Rotlicht: Neurolinguistisches Programmieren
Von Christoph HorstEsoterische Angebote haben es in einigen Milieus leicht, Fuß zu fassen, wenn sie ihr Geschwurbel in wissenschaftlich klingende Begriffe kleiden. Ganz besonders gilt dies für den privatwirtschaftlich organisierten Sektor der schulbezogenen Dienstleistungen wie Nachhilfe und im Bereich der Weiterbildung für Pädagogen. Ob diese Begriffe mit Inhalt gefüllt sind, ist dann nebensächlich. So geht es beim Neurolinguistischen Programmieren (NLP) nicht um Neurowissenschaften und auch nicht um Linguistik. Und das Versprechen des Programmierens bedient auch nur einen alten pädagogischen Traum, denn tatsächlich wirkt an der ganzen Psychotechnik nichts.
Es lässt sich natürlich nicht nachweisen, dass NLP nicht funktioniert; Nichtexistenz lässt sich nicht abschließend beweisen. Aber im Umkehrschluss bleibt NLP seit seiner Entstehung in den 1970er Jahren einen Wirksamkeitsnachweis schuldig. Und das trotz höchster Versprechungen, mittels psychologischer Kommunikation allerbeste Lernerfolge und »innere Zufriedenheit« zu erzielen. Aktuelle Buchtitel zum NLP suggerieren, es gebe »magische Tricks bei Ängsten, Mobbing und Schulproblemen« und gelte, »innere Saboteure« aufzuspüren, damit das »Denken eine neue Richtung« einschlagen könne.
Die Techniken des NLP sind simpel. Der Lehrer stelle sich auf sein Gegenüber sprachlich ein und verändere dann schrittweise die eigene Sprache, um den anderen dadurch im eigenen Sinne zu beeinflussen. Oder: durch die Blickrichtung beim Nachdenken verrate der Schüler seine Denkweise und könne dann gezielt »manipuliert« werden, also an seinem Wollen vorbei könne ein zweites Wollen aufgebaut werden, ohne dass er sich seines »eigentlichen« Wollens noch bewusst wäre. Bei einer anderen Technik soll Gesagtes durch Druck auf Körperpunkte »verankert« werden. Den Schüler das Gewünschte sagen lassen, beide Schultern fest drücken und schon sei der Inhalt im kindlichen Gehirn abgespeichert.
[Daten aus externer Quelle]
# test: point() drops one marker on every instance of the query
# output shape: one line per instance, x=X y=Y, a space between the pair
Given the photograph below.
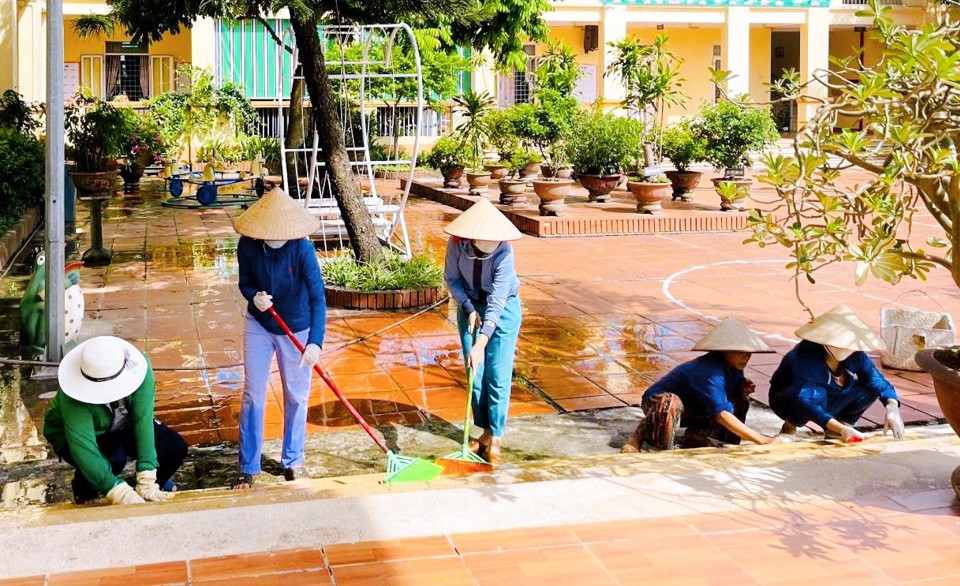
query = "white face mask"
x=486 y=246
x=840 y=354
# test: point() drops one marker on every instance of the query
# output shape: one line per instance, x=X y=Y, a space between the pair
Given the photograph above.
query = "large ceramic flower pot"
x=649 y=195
x=683 y=183
x=94 y=184
x=513 y=192
x=943 y=365
x=552 y=193
x=600 y=186
x=727 y=205
x=478 y=182
x=451 y=176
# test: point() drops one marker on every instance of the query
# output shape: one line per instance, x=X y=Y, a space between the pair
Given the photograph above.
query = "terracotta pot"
x=513 y=192
x=497 y=171
x=94 y=184
x=735 y=205
x=478 y=182
x=683 y=183
x=946 y=384
x=649 y=195
x=600 y=186
x=452 y=176
x=552 y=192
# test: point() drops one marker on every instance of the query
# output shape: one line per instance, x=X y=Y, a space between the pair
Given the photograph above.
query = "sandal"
x=243 y=482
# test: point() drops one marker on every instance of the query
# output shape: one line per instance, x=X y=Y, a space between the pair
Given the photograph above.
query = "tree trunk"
x=294 y=131
x=356 y=219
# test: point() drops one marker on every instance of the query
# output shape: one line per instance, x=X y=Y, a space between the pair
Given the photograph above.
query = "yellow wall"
x=695 y=47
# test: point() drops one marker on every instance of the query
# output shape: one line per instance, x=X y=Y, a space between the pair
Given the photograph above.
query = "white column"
x=735 y=49
x=54 y=241
x=814 y=59
x=613 y=28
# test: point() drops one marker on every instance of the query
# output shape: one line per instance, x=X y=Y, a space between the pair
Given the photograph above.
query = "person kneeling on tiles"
x=708 y=395
x=103 y=415
x=827 y=378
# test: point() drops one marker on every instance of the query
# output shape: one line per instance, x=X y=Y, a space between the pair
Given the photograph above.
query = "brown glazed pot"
x=452 y=176
x=946 y=384
x=649 y=195
x=683 y=183
x=552 y=193
x=600 y=186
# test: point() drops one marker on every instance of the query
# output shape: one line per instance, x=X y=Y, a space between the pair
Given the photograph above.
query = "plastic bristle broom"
x=399 y=468
x=464 y=461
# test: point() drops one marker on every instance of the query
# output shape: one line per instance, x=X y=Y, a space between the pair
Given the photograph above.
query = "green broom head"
x=408 y=469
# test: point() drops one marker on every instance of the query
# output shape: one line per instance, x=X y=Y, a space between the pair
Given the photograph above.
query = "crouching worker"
x=103 y=415
x=708 y=395
x=827 y=378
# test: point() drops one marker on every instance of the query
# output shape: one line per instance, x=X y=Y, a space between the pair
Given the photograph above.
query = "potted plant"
x=97 y=133
x=600 y=145
x=446 y=156
x=682 y=149
x=730 y=133
x=472 y=133
x=649 y=192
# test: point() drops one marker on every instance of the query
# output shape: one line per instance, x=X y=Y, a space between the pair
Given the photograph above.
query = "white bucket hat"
x=102 y=370
x=732 y=336
x=276 y=217
x=483 y=221
x=841 y=328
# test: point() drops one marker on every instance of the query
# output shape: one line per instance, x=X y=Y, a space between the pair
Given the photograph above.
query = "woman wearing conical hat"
x=481 y=278
x=708 y=395
x=279 y=269
x=828 y=378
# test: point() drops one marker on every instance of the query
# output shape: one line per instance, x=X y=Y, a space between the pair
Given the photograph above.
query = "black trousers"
x=119 y=447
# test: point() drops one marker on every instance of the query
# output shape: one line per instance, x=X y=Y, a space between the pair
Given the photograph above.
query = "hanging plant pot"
x=649 y=195
x=452 y=176
x=600 y=186
x=513 y=192
x=552 y=193
x=683 y=183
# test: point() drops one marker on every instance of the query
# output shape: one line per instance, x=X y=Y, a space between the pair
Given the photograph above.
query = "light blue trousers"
x=493 y=378
x=259 y=346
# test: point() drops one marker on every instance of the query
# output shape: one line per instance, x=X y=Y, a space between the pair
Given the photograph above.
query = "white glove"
x=851 y=435
x=263 y=301
x=310 y=355
x=122 y=494
x=148 y=488
x=893 y=422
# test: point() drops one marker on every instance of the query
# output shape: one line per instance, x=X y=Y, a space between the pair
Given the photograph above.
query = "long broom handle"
x=333 y=386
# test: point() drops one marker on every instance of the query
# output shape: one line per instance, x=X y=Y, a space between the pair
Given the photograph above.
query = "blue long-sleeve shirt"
x=291 y=274
x=497 y=276
x=805 y=368
x=703 y=385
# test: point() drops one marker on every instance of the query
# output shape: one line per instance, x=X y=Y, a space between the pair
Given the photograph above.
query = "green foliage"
x=680 y=146
x=17 y=114
x=730 y=132
x=603 y=144
x=22 y=183
x=389 y=271
x=446 y=153
x=96 y=131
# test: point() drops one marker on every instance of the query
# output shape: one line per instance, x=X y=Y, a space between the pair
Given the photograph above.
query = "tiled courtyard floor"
x=603 y=318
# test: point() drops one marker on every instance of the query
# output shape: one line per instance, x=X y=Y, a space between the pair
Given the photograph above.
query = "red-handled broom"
x=399 y=468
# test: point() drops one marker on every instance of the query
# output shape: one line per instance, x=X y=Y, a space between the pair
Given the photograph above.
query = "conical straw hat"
x=276 y=217
x=483 y=221
x=732 y=336
x=842 y=328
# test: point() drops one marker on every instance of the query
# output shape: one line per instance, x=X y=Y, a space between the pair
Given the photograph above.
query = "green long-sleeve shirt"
x=76 y=425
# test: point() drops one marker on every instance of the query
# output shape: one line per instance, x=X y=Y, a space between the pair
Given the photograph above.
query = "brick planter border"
x=11 y=242
x=392 y=299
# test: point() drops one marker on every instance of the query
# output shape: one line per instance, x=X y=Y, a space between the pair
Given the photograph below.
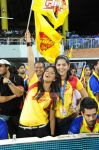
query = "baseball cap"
x=4 y=62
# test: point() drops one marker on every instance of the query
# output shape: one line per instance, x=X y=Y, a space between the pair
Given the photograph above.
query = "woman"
x=38 y=109
x=64 y=105
x=65 y=112
x=85 y=78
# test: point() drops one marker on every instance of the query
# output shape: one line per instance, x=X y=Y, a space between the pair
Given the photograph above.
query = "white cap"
x=4 y=62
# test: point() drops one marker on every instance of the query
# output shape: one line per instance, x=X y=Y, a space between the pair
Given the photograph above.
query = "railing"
x=82 y=43
x=68 y=43
x=14 y=41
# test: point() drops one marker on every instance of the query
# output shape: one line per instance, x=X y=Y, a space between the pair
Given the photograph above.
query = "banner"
x=55 y=10
x=47 y=39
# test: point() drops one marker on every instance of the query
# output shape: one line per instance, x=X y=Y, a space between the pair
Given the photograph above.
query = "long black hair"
x=54 y=88
x=67 y=61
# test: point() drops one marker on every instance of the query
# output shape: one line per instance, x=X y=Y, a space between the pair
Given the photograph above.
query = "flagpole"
x=29 y=15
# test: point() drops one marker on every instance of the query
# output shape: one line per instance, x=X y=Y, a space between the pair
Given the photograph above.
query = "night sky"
x=83 y=17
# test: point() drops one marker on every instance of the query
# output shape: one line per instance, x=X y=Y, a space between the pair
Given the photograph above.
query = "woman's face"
x=87 y=71
x=49 y=75
x=62 y=67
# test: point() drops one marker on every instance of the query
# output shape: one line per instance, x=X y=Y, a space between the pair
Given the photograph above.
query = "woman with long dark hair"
x=38 y=115
x=65 y=112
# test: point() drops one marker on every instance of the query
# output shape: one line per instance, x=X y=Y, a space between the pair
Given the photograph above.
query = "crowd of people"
x=49 y=101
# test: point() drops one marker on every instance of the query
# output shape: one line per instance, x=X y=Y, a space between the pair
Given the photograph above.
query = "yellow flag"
x=47 y=39
x=69 y=55
x=55 y=10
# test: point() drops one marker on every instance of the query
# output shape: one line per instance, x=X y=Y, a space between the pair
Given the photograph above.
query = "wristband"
x=29 y=44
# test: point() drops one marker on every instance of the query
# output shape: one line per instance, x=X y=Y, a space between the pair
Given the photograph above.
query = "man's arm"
x=3 y=130
x=17 y=90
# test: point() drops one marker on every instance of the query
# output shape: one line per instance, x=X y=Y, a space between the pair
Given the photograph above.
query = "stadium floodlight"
x=6 y=18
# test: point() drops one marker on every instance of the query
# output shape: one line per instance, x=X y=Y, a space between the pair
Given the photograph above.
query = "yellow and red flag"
x=55 y=10
x=47 y=39
x=69 y=55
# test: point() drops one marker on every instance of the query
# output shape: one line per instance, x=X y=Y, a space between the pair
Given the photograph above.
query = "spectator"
x=93 y=85
x=63 y=107
x=89 y=120
x=85 y=78
x=38 y=109
x=3 y=130
x=22 y=72
x=11 y=90
x=39 y=68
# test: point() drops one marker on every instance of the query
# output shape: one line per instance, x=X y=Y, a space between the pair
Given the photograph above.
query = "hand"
x=5 y=80
x=28 y=36
x=71 y=109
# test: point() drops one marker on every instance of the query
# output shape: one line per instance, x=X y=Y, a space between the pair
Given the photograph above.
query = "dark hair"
x=67 y=61
x=54 y=89
x=87 y=66
x=19 y=65
x=95 y=63
x=40 y=62
x=88 y=103
x=72 y=66
x=62 y=57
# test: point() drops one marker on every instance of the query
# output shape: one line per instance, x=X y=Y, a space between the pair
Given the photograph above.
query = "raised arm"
x=30 y=55
x=6 y=98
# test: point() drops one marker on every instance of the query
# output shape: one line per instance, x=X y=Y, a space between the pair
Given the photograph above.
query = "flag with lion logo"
x=55 y=10
x=47 y=39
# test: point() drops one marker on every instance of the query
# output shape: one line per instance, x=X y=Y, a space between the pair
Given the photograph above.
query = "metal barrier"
x=66 y=142
x=79 y=43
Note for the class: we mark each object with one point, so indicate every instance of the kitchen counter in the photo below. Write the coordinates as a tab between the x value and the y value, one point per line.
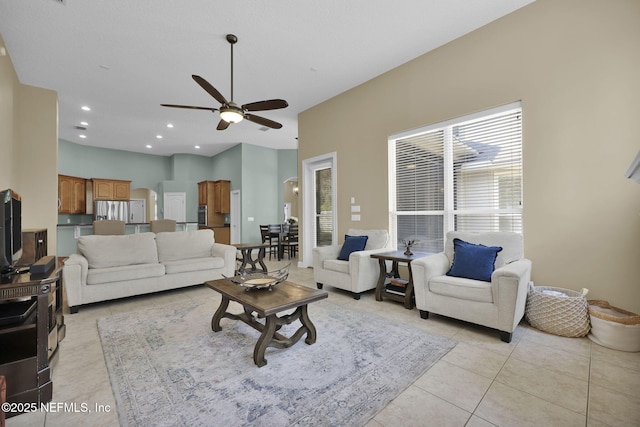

So einen Blödsinn können Lehrer in Seminaren lernen, die sehr selbstbewusst das Ende aller schulischen Probleme versprechen. Auch in anderen beruflichen Handlungsfeldern als im Bildungswesen findet NLP Anhänger, beispielsweise in der sozialen Arbeit oder in der dubiosen Szene des Personalmanagements. Denn die von den NLP-Anhängern behauptete einfache Lösungsfindung für jede Schwierigkeit ist vielversprechend für alle, die mit Menschen arbeiten, die nicht immer das machen, was sie sollen. Einfach ein paar Psychotricks anwenden und schnell Erfolg haben, lautet die Werbeformel.
Selbstverständlich müssen für die richtige Anwendung mehrere kostspielige Seminare besucht werden, die zum Teil sogar über die Gesetzgebung für Bildungsurlaube zertifiziert sind. Gelehrt wird darin nichts, es wird »gecoacht«. Auch akademisch klingende Titel (NLP-Practicioner, NLP-Mentalcoach Master etc.) kann man sich dadurch kaufen. Eines der in jeder größeren Stadt zu findenden Institute für NLP-Schülercoaching wirbt mit dem ehrlichen Slogan »Es wirkt einfach …« Darin ist enthalten, dass der ganze Ansatz, wissenschaftlich freundlich formuliert, ungesichert ist, aber auch, dass dies egal ist, solange »es« bei der Tochter eines Freundes irgendwie funktioniert hat.
Beim NLP soll Schülern nicht etwas beigebracht, sondern ihr Wesen therapiert werden. Dahinter steht ein durchaus affirmatives Menschenbild. Denn im NLP kommt es nicht darauf an, sich mit einem Lernstoff auseinanderzusetzen – Inhalte verschwinden hinter der Methode – sondern sich positiv zu ihm zu verhalten. Es müssen also die Schülergehirne so »manipuliert« werden, dass ein Erfolg – gemessen am jeweils gültigen gesellschaftlich-politischen Ideal – vom Schüler hinlänglich gewollt wird. Auf jeden Fall soll das Bestehende bejaht werden. In den Worten eines NLP-Coaches: »Im Hier und Jetzt gibt es keine Probleme.« Außer dem, dass der einzelne mit sich selbst hat und das dann in die Zuständigkeit eines in NLP geschulten Pädagogen fallen soll. Eine pädagogische Beziehung wird dadurch zur Psychoherrschaft.